Та улыбнулась, и ничего не ответив, только слегка отрицательно покачала головой, давая понять о бескорыстности своего поступка.
– Э-э-э… – закряхтел Мирон, почувствовав себя неловко. – Марьяна, осмелюсь спросить вас, – немного помолчав, решился задать он вопрос. – Почему вы не такая, как остальные жители скита? Ваш разговор и манеры совершенно другие. Не похоже, что воспитывались в этой глуши.
– Да, вы правы. Но это длинная история – в двух словах об этом не расскажешь.
Мирон, улыбнувшись, понимающе кивнул головой.
За разговорами они не заметили, как подошли к огромной елани* , на которой раскинулся, огороженный частоколом, скит. Могучие деревья расступились и враз открывшееся, залитое солнцем пространство, заставило путников зажмуриться.
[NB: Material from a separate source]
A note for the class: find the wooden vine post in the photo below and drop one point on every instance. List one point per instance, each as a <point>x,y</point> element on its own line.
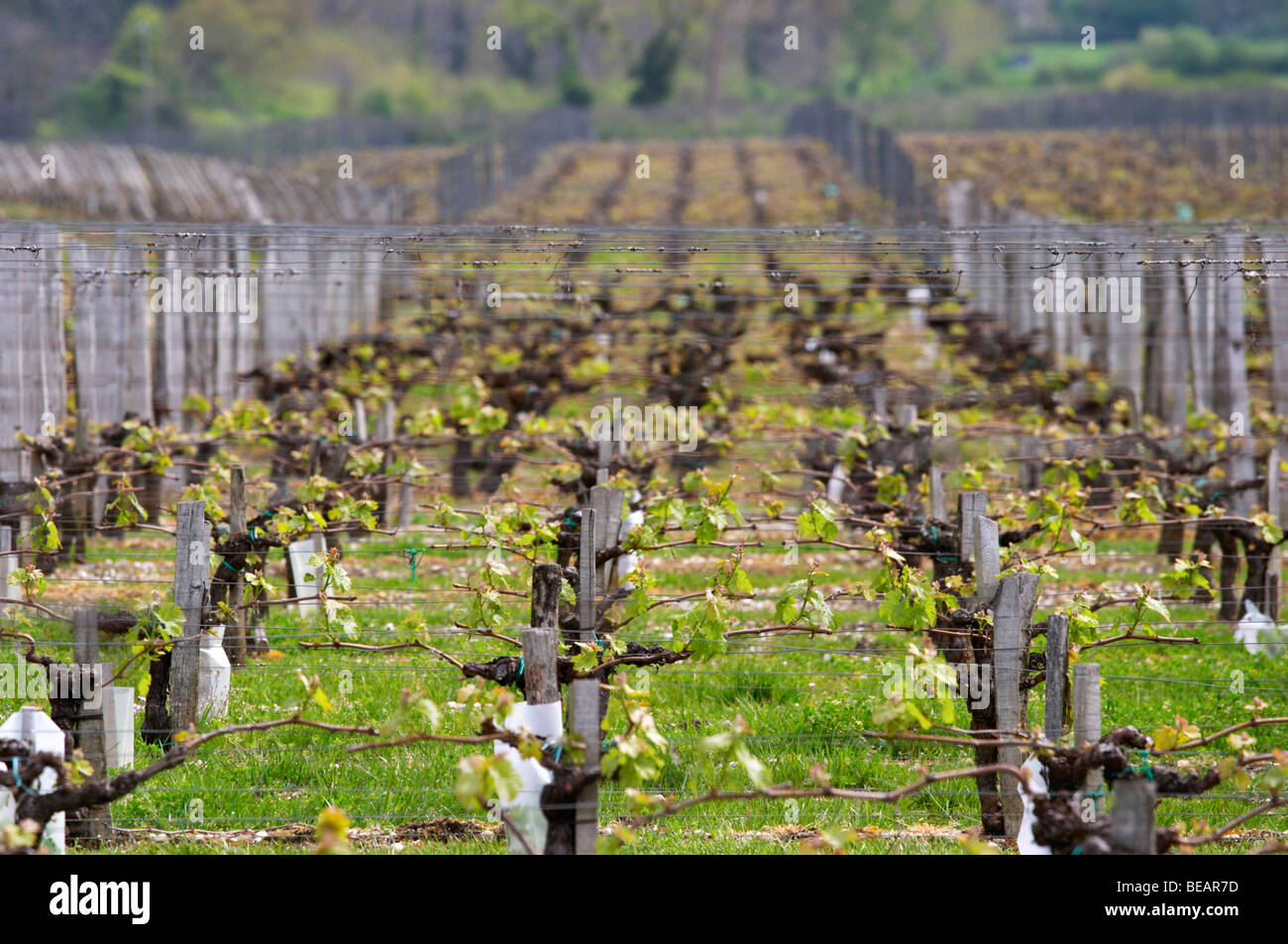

Мирон краешком глаза заметил, как солнечные лучи заиграли: на перекинутых через плечо волнистых волосах Марьяны, на её длинных изогнутых ресницах и нежной, упругой коже лица.

Елань* – поляна

 Высохшее за дорогу платье заколыхалось от дуновения налетевшего ветерка, обозначая стройную фигуру девушки. Он непроизвольно вспомнил наряженную и украшенную бриллиантами Лизу, но она тут же померкла перед одетой в простое платьице Марьяной.
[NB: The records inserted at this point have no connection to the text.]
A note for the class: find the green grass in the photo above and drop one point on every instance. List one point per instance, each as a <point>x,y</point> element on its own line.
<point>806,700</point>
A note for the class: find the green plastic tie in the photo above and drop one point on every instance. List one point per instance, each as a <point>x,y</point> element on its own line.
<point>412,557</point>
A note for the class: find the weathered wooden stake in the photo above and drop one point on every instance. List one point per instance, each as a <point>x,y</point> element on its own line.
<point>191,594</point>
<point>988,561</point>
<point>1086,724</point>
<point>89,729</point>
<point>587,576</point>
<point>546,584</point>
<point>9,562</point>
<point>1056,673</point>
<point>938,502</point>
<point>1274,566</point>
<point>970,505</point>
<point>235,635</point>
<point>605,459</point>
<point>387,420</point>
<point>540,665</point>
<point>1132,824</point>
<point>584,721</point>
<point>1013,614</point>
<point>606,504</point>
– Как солнышко играет! – прикрывшись рукой от ярких лучей, произнесла она. – В преддверии осени часто стоит такая погода.
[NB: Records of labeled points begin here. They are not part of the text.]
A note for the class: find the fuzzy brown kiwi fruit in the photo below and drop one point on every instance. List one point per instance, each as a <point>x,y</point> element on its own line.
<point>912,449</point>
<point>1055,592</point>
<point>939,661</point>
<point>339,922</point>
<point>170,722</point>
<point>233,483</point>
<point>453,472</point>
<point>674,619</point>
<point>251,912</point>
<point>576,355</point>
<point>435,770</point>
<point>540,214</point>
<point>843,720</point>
Рыжий пёс с радостным лаем выбежал им навстречу и закрутился вокруг  Марьяны.
– Отойди, Рыжок, с ног собьёшь, – ласково отстранила она пса.
– Рыжок? – удивлённо переспросил Мирон. – Ну вот и познакомились, – присев на корточки, погладил он по голове собаку.
– А он с вами уже давно знаком, – откинув назад упавшую на глаза прядь волос, произнесла Марьяна. – Если не Рыжок, то вы бы так и висели там – на берёзе.
– Вон оно что?! – враз посерьёзнел Мирон. – Оказывается и твоя заслуга есть в моём спасении. Выходит, я твой должник.
Пёс, подняв голову, умными глазами посмотрел на него, как будто понимая, о чём идёт речь.
– Ну всё, Рыжок, иди на место, – подтолкнула пса Марьяна, видя, что тот не прочь проводить их в избу.
Мирон открыл дверь и учтиво пропустил спутницу. Благодатная прохлада хлынула на них из горницы.
– Чево в дверях встали? Давайте, подходите. Отобедаете, чем Бог послал, – кивнув на немудрёное кушанье, привстал из-за стола Евсей. – Мы с Антипом уже чаю попили.
Прочитав молитву, они уступили место молодым, а сами расположились возле печи, на лавке.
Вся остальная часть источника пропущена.